Ah but Moe, as noted above, we do bill for these activities when they are meaningful, when we can actually prove that they provided value. Our system is desinged around all the best prinpiples of capitalism and incentives.
If I or my staff take the great strategic thoughts from our heads and capture them in a meaningful way (typically pdf mark-up for all to review and see, and to refresh my memory down the line), then as clearly stated above it is billable. What we don't charge for is thinking about things and ...well.. simply thinking about things like too many lawyers do. We don't charge for simply reading, since that is hardly thinking and provides very little value to the client in and of itself (contrary to your premise). How much brain power does it really take to read a transmittal letter with something you already know about? Can you really justify billing a client for so little brain power?
We all have way too many things going on in our life to remember hardly anything we thought a month ago. And even if it were engaged in very smart thinking, such thinking is meaningless unless it is captured, re-used and leveraged down the line. A thought, no more how good, is worthless if it is not shared with your team, including your client. And that thought’s worth to you in handling the case lasts only as long as you remember it.

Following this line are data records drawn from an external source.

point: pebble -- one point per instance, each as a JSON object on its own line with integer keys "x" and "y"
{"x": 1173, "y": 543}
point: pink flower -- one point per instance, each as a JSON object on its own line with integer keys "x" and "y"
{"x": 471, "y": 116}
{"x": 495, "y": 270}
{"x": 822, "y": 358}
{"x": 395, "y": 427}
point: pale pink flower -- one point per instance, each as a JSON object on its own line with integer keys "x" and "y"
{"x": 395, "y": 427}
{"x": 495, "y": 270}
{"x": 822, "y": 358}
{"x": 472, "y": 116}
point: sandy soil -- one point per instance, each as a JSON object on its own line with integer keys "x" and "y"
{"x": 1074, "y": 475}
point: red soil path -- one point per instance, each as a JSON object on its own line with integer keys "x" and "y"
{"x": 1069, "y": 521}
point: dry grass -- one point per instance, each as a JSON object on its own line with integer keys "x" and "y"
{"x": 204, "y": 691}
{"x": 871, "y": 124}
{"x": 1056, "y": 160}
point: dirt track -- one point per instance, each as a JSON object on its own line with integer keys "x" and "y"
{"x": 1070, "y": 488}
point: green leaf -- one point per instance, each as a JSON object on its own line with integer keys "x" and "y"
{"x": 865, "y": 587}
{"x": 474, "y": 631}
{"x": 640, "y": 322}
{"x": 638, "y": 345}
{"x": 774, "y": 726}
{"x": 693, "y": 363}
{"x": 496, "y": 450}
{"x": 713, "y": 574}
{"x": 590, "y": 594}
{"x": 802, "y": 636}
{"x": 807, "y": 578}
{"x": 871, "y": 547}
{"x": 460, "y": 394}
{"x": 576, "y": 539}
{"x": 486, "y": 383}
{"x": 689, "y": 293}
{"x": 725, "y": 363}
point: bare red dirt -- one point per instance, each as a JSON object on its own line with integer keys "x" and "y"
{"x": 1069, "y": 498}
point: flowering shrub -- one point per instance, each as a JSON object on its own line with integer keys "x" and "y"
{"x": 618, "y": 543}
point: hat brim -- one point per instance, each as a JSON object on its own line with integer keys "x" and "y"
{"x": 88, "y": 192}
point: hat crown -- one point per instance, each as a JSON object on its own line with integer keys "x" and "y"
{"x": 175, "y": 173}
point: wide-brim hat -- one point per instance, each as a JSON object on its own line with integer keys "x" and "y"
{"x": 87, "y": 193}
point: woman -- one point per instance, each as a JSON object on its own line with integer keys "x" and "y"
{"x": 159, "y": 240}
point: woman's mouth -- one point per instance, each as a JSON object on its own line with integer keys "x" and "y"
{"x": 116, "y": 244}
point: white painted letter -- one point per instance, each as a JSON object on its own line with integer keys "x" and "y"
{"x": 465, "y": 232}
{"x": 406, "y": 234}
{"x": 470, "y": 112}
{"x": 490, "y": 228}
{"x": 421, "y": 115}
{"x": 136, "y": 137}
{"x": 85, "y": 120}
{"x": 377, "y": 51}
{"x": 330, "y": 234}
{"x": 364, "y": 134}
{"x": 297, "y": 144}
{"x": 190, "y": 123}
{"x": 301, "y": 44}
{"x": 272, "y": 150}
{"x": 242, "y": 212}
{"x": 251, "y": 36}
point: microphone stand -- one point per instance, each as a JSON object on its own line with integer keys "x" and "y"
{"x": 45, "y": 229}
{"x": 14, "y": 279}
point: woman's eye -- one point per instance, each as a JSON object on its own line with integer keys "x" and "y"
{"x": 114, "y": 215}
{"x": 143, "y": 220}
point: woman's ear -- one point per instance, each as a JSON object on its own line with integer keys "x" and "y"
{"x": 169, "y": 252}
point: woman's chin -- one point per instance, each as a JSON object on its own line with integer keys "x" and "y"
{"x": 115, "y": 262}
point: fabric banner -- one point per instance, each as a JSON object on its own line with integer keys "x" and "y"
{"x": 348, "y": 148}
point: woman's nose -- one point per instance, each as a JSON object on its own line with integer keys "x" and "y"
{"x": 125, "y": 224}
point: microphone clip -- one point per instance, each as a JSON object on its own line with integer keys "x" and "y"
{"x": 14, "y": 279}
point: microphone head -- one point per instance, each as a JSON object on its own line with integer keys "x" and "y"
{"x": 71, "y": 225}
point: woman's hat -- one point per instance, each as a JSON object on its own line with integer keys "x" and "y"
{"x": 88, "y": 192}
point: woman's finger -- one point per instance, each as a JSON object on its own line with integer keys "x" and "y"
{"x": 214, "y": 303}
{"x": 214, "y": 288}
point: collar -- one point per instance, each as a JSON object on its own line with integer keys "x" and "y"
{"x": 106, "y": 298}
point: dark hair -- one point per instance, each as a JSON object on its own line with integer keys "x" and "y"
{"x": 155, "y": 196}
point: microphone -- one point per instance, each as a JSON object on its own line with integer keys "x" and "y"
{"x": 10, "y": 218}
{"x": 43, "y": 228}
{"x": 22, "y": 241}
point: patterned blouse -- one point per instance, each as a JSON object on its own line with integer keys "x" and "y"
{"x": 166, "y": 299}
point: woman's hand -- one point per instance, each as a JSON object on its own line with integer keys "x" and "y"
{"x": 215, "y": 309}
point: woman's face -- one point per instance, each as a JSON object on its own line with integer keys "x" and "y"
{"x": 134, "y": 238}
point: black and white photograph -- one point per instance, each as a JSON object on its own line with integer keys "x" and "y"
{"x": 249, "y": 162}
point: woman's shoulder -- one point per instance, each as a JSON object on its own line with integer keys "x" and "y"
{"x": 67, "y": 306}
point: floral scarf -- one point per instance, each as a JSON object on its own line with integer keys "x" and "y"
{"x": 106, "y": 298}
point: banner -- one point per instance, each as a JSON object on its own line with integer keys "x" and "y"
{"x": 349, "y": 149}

Will you deduct it from your bill when you can no longer state your great lawyer thoughts again exactly as you thought them and identify exactly where they came from and where they belong?

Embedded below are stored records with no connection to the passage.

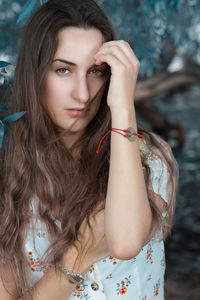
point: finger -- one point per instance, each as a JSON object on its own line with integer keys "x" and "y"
{"x": 125, "y": 47}
{"x": 111, "y": 60}
{"x": 117, "y": 52}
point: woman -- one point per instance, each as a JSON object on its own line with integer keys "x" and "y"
{"x": 81, "y": 219}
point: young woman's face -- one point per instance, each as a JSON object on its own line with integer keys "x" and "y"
{"x": 73, "y": 80}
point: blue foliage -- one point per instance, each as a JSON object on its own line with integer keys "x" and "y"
{"x": 4, "y": 122}
{"x": 26, "y": 10}
{"x": 157, "y": 30}
{"x": 4, "y": 64}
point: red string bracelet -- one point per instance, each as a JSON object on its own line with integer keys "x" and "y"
{"x": 130, "y": 133}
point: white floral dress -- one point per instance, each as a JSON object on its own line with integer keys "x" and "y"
{"x": 140, "y": 278}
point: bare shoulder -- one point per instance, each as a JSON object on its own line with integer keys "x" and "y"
{"x": 7, "y": 287}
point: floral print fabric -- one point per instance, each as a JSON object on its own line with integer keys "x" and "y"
{"x": 140, "y": 278}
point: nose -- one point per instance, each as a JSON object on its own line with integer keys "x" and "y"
{"x": 81, "y": 90}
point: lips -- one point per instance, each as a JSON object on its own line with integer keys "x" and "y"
{"x": 77, "y": 112}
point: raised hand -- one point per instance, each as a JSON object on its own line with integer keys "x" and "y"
{"x": 124, "y": 71}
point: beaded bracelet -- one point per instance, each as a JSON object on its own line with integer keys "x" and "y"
{"x": 74, "y": 278}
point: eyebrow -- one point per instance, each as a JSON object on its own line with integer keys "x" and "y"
{"x": 72, "y": 63}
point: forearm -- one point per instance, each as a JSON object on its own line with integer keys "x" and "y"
{"x": 127, "y": 211}
{"x": 51, "y": 286}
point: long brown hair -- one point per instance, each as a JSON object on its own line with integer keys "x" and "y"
{"x": 35, "y": 164}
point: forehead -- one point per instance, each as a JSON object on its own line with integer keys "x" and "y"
{"x": 78, "y": 44}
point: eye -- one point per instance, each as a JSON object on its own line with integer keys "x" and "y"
{"x": 63, "y": 71}
{"x": 98, "y": 73}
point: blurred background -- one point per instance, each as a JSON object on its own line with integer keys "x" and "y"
{"x": 165, "y": 36}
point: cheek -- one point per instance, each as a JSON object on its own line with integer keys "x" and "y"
{"x": 95, "y": 85}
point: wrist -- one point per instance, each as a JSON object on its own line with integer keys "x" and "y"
{"x": 123, "y": 118}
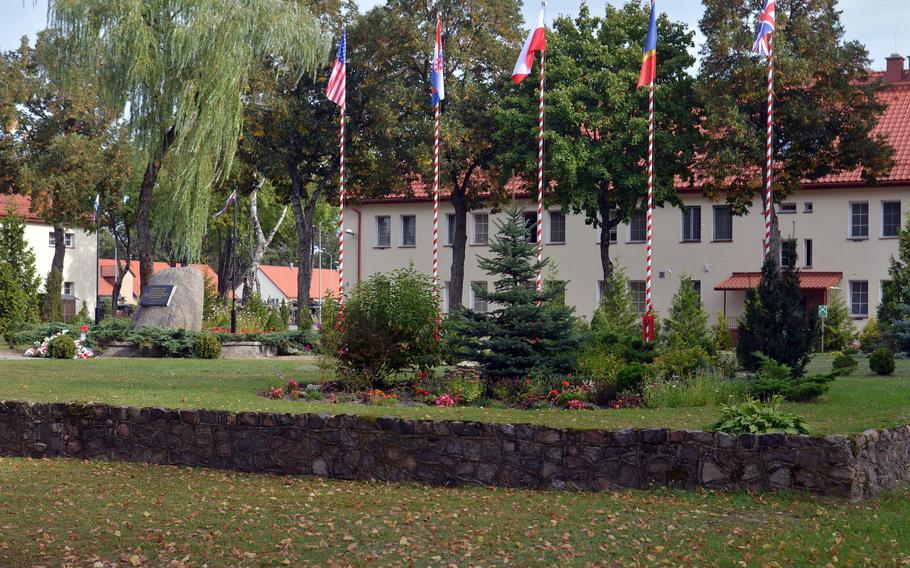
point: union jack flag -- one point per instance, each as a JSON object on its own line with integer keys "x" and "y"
{"x": 762, "y": 44}
{"x": 337, "y": 81}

I would suggest that you are providing meager value with thoughts that are never documented or, if they are captured, sent to a file somewhere where they are rarely reviewed. But my guess Moe is that you do mark-up your documents most of the time. You sound like a good attorney. So my guess is that you do leverage your previously documented thoughts as part of your process. If you never charged one of your clients for reading without capturing knowledge, my guess is that you would still capture most of your time Moe. But if you adopted the smae policy as our firm, you would also be a better lawyer because you would have created an incentive to increase the amount of meaningful, as opposed to merely billable, work you do on a file.
Many lawyers charge huge sums for reading discovery responses, or reading and taking notes which they never refer to again. And even if they do take notes, one has to wonder whether those notes are really available to everyone else on the team? If not, there are of far less value that the lawyer is billing to the client.

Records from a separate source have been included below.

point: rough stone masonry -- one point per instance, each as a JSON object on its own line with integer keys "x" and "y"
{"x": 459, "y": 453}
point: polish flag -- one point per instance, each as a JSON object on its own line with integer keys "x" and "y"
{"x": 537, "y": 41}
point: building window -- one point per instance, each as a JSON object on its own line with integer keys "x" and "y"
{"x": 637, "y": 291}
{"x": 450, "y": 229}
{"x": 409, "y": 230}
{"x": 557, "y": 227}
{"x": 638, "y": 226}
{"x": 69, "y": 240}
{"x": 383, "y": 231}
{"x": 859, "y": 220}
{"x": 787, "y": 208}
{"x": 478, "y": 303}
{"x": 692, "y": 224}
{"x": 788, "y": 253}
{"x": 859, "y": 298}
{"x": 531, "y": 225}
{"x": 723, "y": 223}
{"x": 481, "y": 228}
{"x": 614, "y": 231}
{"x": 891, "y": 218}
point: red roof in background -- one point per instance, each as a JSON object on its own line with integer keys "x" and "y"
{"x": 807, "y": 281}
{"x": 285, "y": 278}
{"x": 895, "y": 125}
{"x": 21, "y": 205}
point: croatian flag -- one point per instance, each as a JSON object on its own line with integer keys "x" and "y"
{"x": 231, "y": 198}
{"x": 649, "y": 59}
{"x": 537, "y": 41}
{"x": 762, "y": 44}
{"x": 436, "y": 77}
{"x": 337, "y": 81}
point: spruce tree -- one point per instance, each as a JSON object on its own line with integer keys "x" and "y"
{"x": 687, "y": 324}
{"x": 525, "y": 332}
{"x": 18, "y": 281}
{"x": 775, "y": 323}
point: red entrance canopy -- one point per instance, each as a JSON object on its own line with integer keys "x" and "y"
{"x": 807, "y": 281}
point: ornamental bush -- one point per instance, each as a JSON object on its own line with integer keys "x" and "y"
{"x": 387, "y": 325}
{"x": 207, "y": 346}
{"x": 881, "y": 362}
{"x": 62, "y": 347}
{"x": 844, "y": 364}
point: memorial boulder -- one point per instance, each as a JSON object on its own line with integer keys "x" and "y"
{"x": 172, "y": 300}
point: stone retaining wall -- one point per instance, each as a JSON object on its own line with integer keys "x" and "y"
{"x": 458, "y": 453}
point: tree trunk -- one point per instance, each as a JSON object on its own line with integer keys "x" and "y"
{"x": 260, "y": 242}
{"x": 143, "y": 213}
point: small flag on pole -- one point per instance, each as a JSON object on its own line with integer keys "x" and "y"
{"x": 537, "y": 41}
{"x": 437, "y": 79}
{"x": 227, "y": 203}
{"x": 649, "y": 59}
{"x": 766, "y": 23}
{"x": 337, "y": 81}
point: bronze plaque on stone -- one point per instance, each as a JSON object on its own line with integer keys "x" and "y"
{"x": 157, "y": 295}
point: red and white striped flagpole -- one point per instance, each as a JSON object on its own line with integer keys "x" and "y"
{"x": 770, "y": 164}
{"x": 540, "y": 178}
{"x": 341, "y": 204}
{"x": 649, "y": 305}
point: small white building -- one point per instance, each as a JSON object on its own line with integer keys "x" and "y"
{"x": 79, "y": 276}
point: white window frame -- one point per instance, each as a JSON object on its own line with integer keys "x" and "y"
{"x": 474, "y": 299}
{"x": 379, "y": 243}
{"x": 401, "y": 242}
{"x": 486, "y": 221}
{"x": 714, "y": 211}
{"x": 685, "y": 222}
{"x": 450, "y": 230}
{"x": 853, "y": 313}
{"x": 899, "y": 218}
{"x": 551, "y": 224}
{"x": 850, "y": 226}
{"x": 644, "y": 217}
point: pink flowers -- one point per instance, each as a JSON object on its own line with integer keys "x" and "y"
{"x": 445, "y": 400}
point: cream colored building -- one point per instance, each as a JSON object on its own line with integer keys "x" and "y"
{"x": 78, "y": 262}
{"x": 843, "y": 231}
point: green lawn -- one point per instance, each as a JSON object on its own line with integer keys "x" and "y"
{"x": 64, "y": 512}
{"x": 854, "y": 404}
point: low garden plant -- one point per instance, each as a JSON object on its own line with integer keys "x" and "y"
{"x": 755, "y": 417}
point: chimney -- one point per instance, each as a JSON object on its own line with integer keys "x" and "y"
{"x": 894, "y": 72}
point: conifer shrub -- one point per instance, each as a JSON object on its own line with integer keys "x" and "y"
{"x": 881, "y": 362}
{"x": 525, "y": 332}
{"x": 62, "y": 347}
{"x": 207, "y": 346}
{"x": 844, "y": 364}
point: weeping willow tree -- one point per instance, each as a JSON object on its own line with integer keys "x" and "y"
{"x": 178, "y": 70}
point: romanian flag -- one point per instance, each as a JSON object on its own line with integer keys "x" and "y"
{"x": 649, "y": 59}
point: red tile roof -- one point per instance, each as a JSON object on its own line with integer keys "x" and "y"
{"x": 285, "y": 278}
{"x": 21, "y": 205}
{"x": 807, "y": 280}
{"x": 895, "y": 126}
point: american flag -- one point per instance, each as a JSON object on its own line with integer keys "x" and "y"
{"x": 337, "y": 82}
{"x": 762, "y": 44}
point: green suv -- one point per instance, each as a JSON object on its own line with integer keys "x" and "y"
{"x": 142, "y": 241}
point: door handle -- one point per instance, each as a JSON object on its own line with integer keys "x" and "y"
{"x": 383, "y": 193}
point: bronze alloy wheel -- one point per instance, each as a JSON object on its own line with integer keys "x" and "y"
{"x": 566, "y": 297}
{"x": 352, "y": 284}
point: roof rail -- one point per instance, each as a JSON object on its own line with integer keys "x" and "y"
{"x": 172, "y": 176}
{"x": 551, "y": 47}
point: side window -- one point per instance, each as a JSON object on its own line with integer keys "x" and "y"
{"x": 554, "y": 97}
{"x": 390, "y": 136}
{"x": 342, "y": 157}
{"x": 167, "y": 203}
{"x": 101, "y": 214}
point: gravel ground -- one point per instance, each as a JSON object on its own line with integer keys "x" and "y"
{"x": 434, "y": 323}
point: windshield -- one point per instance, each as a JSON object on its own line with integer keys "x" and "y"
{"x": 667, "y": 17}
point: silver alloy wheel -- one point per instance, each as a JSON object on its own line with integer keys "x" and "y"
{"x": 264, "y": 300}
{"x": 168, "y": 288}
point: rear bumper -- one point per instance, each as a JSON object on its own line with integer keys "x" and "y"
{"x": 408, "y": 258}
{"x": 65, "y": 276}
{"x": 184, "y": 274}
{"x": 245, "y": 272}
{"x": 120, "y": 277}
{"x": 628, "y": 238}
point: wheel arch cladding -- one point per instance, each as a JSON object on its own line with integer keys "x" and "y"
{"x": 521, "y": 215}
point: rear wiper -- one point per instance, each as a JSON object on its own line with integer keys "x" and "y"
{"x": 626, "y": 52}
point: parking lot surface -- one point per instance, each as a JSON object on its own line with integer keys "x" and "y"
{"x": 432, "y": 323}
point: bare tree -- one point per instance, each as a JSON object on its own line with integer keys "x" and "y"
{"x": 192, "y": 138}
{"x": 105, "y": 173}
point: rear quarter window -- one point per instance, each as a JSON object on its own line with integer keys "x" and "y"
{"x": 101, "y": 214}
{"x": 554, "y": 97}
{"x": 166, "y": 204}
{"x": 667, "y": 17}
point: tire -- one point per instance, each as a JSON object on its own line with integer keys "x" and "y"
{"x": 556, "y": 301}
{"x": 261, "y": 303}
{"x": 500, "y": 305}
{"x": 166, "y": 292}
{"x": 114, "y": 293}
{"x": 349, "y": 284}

We have created a billing system that encourages smart, strategic thinking and mandates that it is documented in a meaningful way, which can be captured, easily viewed and easily reviewed. This is where technology (knowledge management tools) can improve on the paper file method of working up a case. I can find any document and see any thought I had about it within seconds (or at most minutes), without leaving my desk. I can access them while I have the expert, client, other lawyer on the phone. I can do all this without needing or bothering my secretary. I can share every great and valuable thought I ever had about a document with my virtual law clerks and paralegals without any additional effort beyond my single billing event on initial mark-up.
I only ask, whose system creates the better incentives for workers? And whose system is really providing value to the client?